僕と三課と冷徹な天使

満月

その日のコオさんは
少ししかビールを飲まず、
ちょっと残念に思う僕がいた。

コオさんは満足そうに

「お腹いっぱい~
 ・・・さて、もう少し片付けますか」

と言って、洋服の山に向かった。

それであまり飲まなかったんだ。

もしかしたら
疲れたから、もう二度と片付けしないなんて
言うんじゃないかと心配していたので
僕は安心した。

食器を洗って、僕も掃除の続きをした。

外は暗いのに、コオさんと二人で
黙々と片付けをするのは
変な感じがした。

妄想に走りそうになる頭を
山積みになっているゴミ袋の山が
止めてくれた。

「灰田~服終わった~」

コオさんが言ってソファにもたれかかった。

「お疲れ様でした。
 今日はこれくらいにしましょうか。
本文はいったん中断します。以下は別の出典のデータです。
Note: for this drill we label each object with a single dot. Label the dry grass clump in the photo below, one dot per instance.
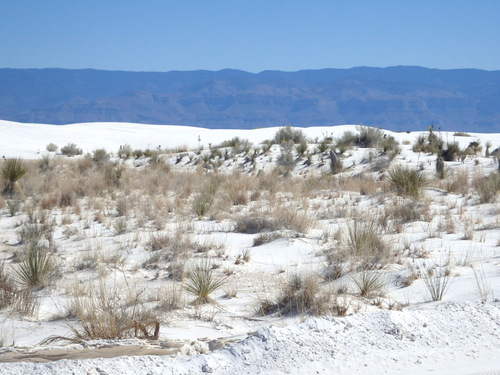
(264, 238)
(363, 242)
(299, 294)
(103, 313)
(369, 283)
(407, 181)
(12, 171)
(23, 301)
(487, 187)
(254, 224)
(201, 281)
(36, 267)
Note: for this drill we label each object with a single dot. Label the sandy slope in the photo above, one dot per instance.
(457, 336)
(447, 338)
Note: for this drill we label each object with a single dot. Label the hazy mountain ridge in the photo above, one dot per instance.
(396, 98)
」

コオさんがこくんと頷く。

すると急に立ち上がって
カーテンを開け

「ちょっと換気しよう」

と窓を開けた。

「あ、月が綺麗」

と言ってコオさんは空を見る。

僕も窓のそばに行き、夜空を見上げた。

綺麗な満月だった。

月を見ていると、この世界にコオさんと
二人きりになってしまったような
感じがして、せつなくなる。

それは決して嫌ではない
愛しいような気持ちだったが

このまま味わっていると
どうにかなってしまいそうだったので
僕はその場を離れた。

「じゃ、僕、帰ります。
 続きはまた今度やりましょう」

と言って、カバンを持って玄関に向かう。


玄関の前で、じゃ、と言いかけると
コオさんは

「本当にありがとう」

と言って、僕を抱きしめた。


突然近づいたコオさんの体温。

僕の鼻をくすぐるコオさんの髪。

細い腕でぎゅっと締め付けられる僕の肩。

体全体にかかるコオさんの重み。

何が起きたのかわからず、
異空間に放り込まれたようだった。

鼻につくコオさんの香りだけがリアルで
これは現実だと思わせた。


コオさんは僕から離れて

「じゃ、気をつけて帰ってね」

と笑顔で言った。

「はい」

と言って出ていくことしか
僕にはできなかった。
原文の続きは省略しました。